Growth secrets: how to master risk-based pricing
Better customer insights may get your competitors over the line before you
The advent of Comprehensive Credit Reporting (CCR) offers the industry the opportunity for a widespread paradigm shift in favour of risk-based pricing.
Innovative lenders have taken stock, seeing a way to enter new markets faster than ever before.
This is because CCR means more data that gives both a clearer view of client risk and enables more automation. By being able to better identify the riskiest clients, Fintechs are luring in more customers by injecting the marketplace with specially designed products at different rates, tailored to different risk groups.
Online only risk-based pricing products are priced attractively for the customer and cost efficient for the tech-savvy lender. Not only do they reduce the processing time to improve the end customer experience but they also keep costs down by reducing face-to-face operational time.
Snap up customers before your competitors do
Market leaders can see how CCR is transforming risk. The better lenders can understand the risk of their customers, the more likely they are to apply the right risk premium to cover expected losses.
The benefits work on both sides of the business, offering growth opportunities and reducing loss.
If a lender can beat a competitor to identify a low risk customer who is new to credit or a historically risky customer who is on the road to recovery, the lender will have the advantage of being able to offer a lower price and ultimately gain market share.
On the flip side, if a lender accurately assesses a customer as high risk and offers a higher price than a competitor, the lender will most likely lose the business. This is a positive outcome as it protects their business against losses from that customer defaulting.
A sign of things to come
Risk based pricing ultimately empowers customers.

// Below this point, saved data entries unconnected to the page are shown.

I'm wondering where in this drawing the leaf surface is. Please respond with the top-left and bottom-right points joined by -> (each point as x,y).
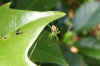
11,0 -> 60,11
29,31 -> 68,66
76,37 -> 100,60
0,3 -> 65,66
72,2 -> 100,32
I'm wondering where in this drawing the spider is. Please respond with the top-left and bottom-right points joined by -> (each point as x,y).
48,25 -> 60,40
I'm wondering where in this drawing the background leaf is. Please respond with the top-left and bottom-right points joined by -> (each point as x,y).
65,51 -> 87,66
72,2 -> 100,32
60,45 -> 87,66
11,0 -> 60,11
75,37 -> 100,60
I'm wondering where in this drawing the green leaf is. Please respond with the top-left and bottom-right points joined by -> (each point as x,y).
0,3 -> 65,66
28,30 -> 68,66
76,37 -> 100,60
67,54 -> 87,66
72,2 -> 100,32
11,0 -> 60,11
61,47 -> 87,66
84,56 -> 100,66
0,3 -> 65,38
39,63 -> 62,66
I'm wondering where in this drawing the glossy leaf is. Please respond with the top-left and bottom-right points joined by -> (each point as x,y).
72,2 -> 100,32
28,30 -> 68,66
76,37 -> 100,60
0,3 -> 65,38
0,3 -> 65,66
11,0 -> 60,11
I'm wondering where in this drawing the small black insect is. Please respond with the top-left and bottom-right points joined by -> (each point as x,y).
16,29 -> 23,35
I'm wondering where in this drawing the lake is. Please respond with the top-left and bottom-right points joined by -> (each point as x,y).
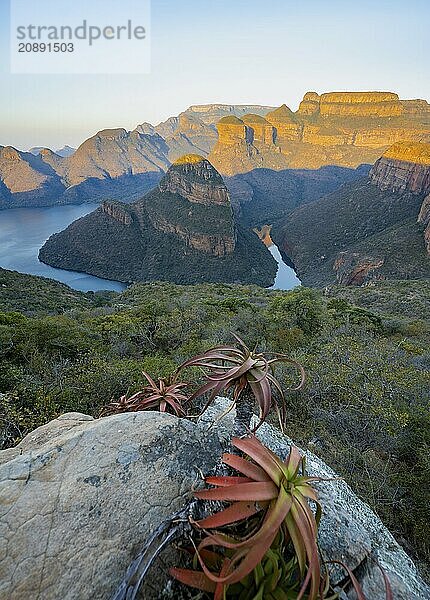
0,204 -> 300,292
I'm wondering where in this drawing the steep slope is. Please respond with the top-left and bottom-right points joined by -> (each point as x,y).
275,142 -> 430,286
0,146 -> 65,207
39,155 -> 276,286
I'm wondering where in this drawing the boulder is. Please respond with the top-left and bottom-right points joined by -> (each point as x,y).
0,411 -> 222,600
1,403 -> 429,600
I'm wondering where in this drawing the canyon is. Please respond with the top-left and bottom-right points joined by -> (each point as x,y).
275,142 -> 430,286
1,92 -> 430,209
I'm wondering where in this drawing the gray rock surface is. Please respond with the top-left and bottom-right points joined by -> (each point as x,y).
1,403 -> 428,600
0,411 -> 221,600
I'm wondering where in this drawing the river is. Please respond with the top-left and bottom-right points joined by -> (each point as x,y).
0,204 -> 300,292
0,204 -> 126,292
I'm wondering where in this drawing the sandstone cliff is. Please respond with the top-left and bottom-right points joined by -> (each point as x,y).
369,142 -> 430,193
39,155 -> 276,286
2,95 -> 430,208
209,91 -> 430,174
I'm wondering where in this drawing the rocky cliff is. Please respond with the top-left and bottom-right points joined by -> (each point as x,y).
275,143 -> 430,286
158,154 -> 230,206
39,155 -> 275,286
209,91 -> 430,174
369,141 -> 430,192
2,94 -> 430,208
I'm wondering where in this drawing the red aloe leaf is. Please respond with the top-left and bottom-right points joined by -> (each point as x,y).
169,567 -> 216,593
285,511 -> 306,575
214,558 -> 232,600
212,356 -> 258,382
195,500 -> 265,529
268,356 -> 306,391
231,436 -> 283,484
248,376 -> 272,430
284,445 -> 303,479
141,370 -> 159,390
197,485 -> 293,585
294,490 -> 319,540
204,475 -> 254,487
377,564 -> 393,600
194,481 -> 278,502
290,499 -> 320,600
222,453 -> 272,482
328,561 -> 366,600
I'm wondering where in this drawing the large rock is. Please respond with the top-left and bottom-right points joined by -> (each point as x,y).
0,411 -> 222,600
1,404 -> 429,600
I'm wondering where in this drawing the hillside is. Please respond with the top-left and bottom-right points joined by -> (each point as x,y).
0,269 -> 429,576
39,156 -> 277,286
0,268 -> 106,314
275,142 -> 430,286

Although less than 10 percent of Australians know their credit score, emerging knowledge means the savviest customers can work the system.
Low risk customers can apply with a lender who participates in CCR and will reward them for their proven ability to repay open accounts on time. High risk customers can approach a lender with solely negative data, only to hide credit commitments.
The downstream effect is that customers can use credit risk knowledge to negotiate better rates.